Was ist das Entscheidende bei der Kirchenwahl?

Aber ist das das Entscheidende, das Ausschlaggebende für meine Kirchenwahl? Eine Antwort auf diese Frage werden wir nur dann wirklich bekommen, wenn wir bereit sind, zu fragen: Was willst Du, Herr? Wo willst Du es, Herr?

Ein zweiter, schwerwiegender Punkt ist dann: Nehmen wir an, wir haben es aus der Schrift wirklich erkannt, was der Herr von uns will, und wo Er uns haben will. Dann gehört ja der zweite Schritt dazu, dass auch wirklich zu akzeptieren. Wie leicht wissen wir: Das will der Herr. Aber sind wir dann auch bereit, gehorsam zu sein und seiner Stimme zu folgen? Sind wir bereit, die Schritte auch dahin zu lenken, wo Er uns deutlich zeigt, dass man hier nach seinem Willen zusammenkommt?

Es geht NICHT um Werbung!

Und bitte - an dieser Stelle geht es NICHT darum, für irgendein Zusammenkommen Werbung zu veranstalten. Letztlich müssen wir im Licht der Schrift und vor dem Angesicht Gottes diese Fragen für uns beantworten und auch danach handeln.

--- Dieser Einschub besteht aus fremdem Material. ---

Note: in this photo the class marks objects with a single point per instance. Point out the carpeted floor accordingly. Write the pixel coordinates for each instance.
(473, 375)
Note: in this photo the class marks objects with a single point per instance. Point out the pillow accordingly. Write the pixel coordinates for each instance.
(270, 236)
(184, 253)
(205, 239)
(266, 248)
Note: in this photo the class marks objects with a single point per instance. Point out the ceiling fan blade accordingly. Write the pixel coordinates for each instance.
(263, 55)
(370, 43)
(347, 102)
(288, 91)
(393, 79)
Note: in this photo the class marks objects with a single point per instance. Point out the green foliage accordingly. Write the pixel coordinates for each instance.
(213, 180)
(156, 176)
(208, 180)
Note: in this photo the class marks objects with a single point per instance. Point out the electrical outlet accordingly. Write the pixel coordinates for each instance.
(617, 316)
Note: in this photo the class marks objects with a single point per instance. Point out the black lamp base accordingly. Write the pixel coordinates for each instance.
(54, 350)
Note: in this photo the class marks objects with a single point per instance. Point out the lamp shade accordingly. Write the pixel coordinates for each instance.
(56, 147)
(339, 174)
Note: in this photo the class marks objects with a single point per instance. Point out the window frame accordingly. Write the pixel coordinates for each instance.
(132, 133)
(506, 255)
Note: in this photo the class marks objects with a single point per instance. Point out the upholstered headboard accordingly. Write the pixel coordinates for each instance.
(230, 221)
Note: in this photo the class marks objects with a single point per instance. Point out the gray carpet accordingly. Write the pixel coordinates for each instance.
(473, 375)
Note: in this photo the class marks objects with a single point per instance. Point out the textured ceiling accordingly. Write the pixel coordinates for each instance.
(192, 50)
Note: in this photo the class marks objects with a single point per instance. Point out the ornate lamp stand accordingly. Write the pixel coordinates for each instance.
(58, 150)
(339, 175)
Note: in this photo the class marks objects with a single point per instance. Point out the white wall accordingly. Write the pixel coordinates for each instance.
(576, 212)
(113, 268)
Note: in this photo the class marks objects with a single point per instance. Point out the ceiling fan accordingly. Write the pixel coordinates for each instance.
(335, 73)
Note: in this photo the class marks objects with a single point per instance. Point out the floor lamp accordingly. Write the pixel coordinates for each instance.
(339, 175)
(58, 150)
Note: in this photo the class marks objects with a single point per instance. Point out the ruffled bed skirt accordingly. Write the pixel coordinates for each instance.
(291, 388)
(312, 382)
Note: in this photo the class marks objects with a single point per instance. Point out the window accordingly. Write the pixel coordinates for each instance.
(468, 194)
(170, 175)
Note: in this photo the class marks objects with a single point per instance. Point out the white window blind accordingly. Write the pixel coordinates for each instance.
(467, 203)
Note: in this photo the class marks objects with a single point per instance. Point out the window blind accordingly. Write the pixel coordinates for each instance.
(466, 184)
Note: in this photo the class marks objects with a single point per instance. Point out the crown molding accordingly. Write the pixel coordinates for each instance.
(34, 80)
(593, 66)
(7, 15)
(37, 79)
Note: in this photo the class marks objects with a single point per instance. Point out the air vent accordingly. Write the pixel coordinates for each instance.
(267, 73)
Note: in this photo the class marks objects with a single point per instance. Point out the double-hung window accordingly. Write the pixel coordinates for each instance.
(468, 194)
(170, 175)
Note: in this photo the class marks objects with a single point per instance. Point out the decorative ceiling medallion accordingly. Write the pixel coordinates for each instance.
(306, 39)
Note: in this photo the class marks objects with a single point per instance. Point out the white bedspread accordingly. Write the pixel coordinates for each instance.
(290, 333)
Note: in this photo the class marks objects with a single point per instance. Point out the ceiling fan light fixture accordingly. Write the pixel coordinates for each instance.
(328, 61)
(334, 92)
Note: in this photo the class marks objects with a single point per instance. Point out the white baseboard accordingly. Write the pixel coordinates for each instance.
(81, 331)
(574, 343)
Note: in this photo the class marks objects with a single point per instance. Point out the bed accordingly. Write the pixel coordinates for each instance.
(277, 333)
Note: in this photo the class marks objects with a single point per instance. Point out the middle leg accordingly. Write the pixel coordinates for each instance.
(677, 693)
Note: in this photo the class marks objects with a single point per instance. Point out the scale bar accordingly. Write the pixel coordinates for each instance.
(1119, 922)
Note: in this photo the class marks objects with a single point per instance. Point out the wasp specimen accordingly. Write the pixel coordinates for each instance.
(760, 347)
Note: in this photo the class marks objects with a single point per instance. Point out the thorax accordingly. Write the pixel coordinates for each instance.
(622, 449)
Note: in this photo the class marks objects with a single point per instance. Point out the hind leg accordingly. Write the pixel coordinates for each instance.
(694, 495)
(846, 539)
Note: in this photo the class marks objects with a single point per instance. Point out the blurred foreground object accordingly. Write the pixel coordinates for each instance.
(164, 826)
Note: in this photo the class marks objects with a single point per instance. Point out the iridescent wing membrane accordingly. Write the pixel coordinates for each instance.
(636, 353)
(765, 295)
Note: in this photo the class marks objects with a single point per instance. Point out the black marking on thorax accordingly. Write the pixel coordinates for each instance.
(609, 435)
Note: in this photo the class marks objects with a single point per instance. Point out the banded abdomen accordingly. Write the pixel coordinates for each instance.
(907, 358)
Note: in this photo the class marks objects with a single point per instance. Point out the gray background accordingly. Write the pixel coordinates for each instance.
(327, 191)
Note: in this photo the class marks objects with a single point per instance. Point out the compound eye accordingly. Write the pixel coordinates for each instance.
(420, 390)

Vermutlich sind wir uns alle einig - jedenfalls nach der Lektüre der ersten 24 Folgen dieser Reihe - dass es nur EINE Versammlung (Gemeinde, Kirche) auf der Erde gibt. Aber das allein hilft noch nicht abschließende weiter. Denn wir wissen ja aus der Schrift, dass zu dieser Versammlung alle Gläubigen gehören, wo auch immer sie heute stehen mögen, welche Versammlungen (Gemeinden, Kirchen) sie also besuchen mögen.

Das Vorbild der Jünger

Wenn wir - wie die Jünger - bereit sind, den Worten des Herrn zu folgen, werden wir

a) den richtigen (geistlichen) „Ort“ finden, oder

b) an dem (geistlichen) „Ort“, an dem wir selbst uns befinden, die göttlichen Gedanken einfließen zu lassen, damit sie dort verwirklicht werden.

Von den Jüngern lesen wir: „Und seine Jünger gingen weg und kamen in die Stadt und fanden es, wie er ihnen gesagt hatte; und sie berieten das Passah“ (Vers 16). Das ist die Herausforderung auch in unserer Zeit und für uns!